In a recent decision, the U.S. Bankruptcy Court for the Middle District of Pennsylvania, examined the standing of creditors to file an involuntary bankruptcy petition against an alleged debtor.[3]  Chief Bankruptcy Judge Henry W. Van Eck analyzed whether the petitioning creditors’ claims were the subject of a “bona fide dispute” under applicable Third Circuit precedent.  Under such precedent, a petitioning creditor’s claim “is the subject of a bona fide dispute if ‘there is a genuine issue of a material fact that bears upon the debtor’s liability, or a meritorious contention as to the application of law to undisputed facts.’”[4]  Applying this standard, the court evaluated each of the petitioning creditors’ claims.  The court noted a number of evidentiary deficiencies in the alleged claims, particularly insufficient evidence establishing the validity of the claims or rebutting the alleged debtor’s defenses.  Thus, a number of the petitioning creditors’ claims were disqualified.  However, since the court declined to find bad faith, additional creditors were not disqualified from joining in the petition, and the court set further proceedings to determine whether including joining creditors in the petition would satisfy the requirements for an involuntary petition.

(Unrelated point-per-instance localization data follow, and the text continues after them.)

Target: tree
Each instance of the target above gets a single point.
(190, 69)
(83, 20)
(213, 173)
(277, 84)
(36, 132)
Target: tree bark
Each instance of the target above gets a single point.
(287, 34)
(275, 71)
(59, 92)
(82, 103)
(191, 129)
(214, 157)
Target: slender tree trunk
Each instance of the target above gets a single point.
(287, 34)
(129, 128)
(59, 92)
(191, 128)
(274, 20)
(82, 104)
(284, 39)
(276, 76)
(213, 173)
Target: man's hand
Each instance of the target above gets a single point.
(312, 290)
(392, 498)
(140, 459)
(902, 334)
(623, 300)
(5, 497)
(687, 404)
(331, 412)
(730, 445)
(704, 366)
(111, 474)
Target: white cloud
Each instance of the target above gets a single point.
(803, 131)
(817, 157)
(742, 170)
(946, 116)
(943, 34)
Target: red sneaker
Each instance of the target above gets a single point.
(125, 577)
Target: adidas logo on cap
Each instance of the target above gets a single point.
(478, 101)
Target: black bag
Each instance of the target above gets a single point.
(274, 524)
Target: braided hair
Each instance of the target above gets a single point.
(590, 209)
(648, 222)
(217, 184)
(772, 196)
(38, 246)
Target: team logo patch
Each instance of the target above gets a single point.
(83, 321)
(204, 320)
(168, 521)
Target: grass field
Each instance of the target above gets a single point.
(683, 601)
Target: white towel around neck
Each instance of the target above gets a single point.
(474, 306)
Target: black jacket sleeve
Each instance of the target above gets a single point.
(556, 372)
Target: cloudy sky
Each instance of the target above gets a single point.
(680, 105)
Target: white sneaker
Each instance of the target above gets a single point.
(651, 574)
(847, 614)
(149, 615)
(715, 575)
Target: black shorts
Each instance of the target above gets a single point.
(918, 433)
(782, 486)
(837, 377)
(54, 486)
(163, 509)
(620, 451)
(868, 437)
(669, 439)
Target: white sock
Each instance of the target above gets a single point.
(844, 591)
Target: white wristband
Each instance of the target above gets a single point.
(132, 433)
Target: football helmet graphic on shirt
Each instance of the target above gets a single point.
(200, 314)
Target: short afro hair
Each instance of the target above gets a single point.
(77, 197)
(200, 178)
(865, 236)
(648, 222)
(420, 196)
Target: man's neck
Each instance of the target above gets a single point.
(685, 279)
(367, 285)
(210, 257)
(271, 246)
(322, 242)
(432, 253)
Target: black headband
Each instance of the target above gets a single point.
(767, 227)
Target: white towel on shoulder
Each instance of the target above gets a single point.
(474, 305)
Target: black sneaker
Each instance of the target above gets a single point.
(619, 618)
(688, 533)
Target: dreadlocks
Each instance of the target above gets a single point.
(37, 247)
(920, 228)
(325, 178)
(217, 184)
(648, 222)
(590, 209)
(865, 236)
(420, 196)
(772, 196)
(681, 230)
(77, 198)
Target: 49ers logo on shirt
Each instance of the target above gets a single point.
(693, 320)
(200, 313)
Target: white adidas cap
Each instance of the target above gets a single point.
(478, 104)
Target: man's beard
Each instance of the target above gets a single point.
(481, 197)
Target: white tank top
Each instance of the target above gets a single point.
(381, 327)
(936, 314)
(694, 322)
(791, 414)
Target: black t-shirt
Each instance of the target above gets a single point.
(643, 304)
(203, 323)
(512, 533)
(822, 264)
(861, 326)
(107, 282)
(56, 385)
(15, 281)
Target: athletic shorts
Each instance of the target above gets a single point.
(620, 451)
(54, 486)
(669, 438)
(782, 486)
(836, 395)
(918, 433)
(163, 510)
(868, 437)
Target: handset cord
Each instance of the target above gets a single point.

In another recent decision, the U.S. District Court for the Central District of California addressed whether the bankruptcy court erred when it approved a sale of property over the objections of a secured creditor.[5]  The appellant creditor had obtained a state court judgment against the debtor appellee, who was the creditor’s former business partner.  The debtor filed for chapter 11 protection after the creditor recorded abstracts of judgments encumbering the debtor’s properties.  The case was later converted to chapter 7.  The chapter 7 trustee sold a parcel of real property of the debtor.  The bankruptcy court authorized the trustee’s sale free and clear of the creditor’s liens on the basis that those interests were the subjects of a “bona fide dispute” within the meaning of section 363(f)(4) of the Bankruptcy Code.  On appeal to the District Court, the creditor challenged the bankruptcy court’s determination that there was a bona fide dispute.  The creditor argued that the interests were not the subject of a bona fide dispute because the bankruptcy court had previously ruled that the creditors’ liens were not avoided.  In that earlier adversary proceeding the bankruptcy court had entered summary judgment in favor of the debtor ruling that the liens were subject to mandatory subordination under section 510(b), although the liens were not avoided.[6]   The creditor appealed that decision, and that prior appeal was still pending while the sale motion was before the bankruptcy court.[7]  District Court Judge Dolly M. Gee ruled that a dispute as to the priority of an interest is a bona fide dispute within the meaning of section 363(f)(4).[8]  Ultimately, the court found the bankruptcy court’s ruling “consistent with the purpose of section 363(f)(4), which seeks to prevent the delay of liquidation of the estate’s assets while disputes regarding interests in the estate are litigated.”[9]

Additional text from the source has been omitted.